Pokémon Red and Green
Game developer Satoshi Tajiri spent hours of his childhood bug collecting, and when Nintendo released the Game Boy handheld in 1989, he had a vision of an insect crawling between two systems via the Game Link Cable. This vision gave birth to the Pokémon franchise.
In 1996, Nintendo published the first installment in the Pokémon series, a pair of games known as Pocket Monsters Aka (Red) and Midori (Green), which starred creatures with special powers that players could collect, train, and direct in battle. Players collected 151 individual monsters, either by trapping them in-game or trading them with friends.

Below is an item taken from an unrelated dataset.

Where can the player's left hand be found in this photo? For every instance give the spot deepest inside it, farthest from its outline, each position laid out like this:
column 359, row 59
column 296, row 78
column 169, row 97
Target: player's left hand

While the game could be completed without obtaining each monster, most players felt this element was even more important than finishing the plotline.
Despite initial concerns that “cute monsters” would not appeal to non-Japanese audiences, Pokémon quickly took the world by storm and sold more than 23 million copies worldwide, becoming the best-selling RPG video game of all time. The franchise now contains dozens of games with 721 monsters to collect, hundreds of animated television episodes and movies, and a whopping 21.5 billion cards produced for the competitive Pokémon Trading Card Game. It also sparked interest in Japanese culture in a generation of children.
Nearly two decades after its inception, Poké-mania shows little sign of fading, as players worldwide still feel like they’ve “Gotta Catch ‘em All!”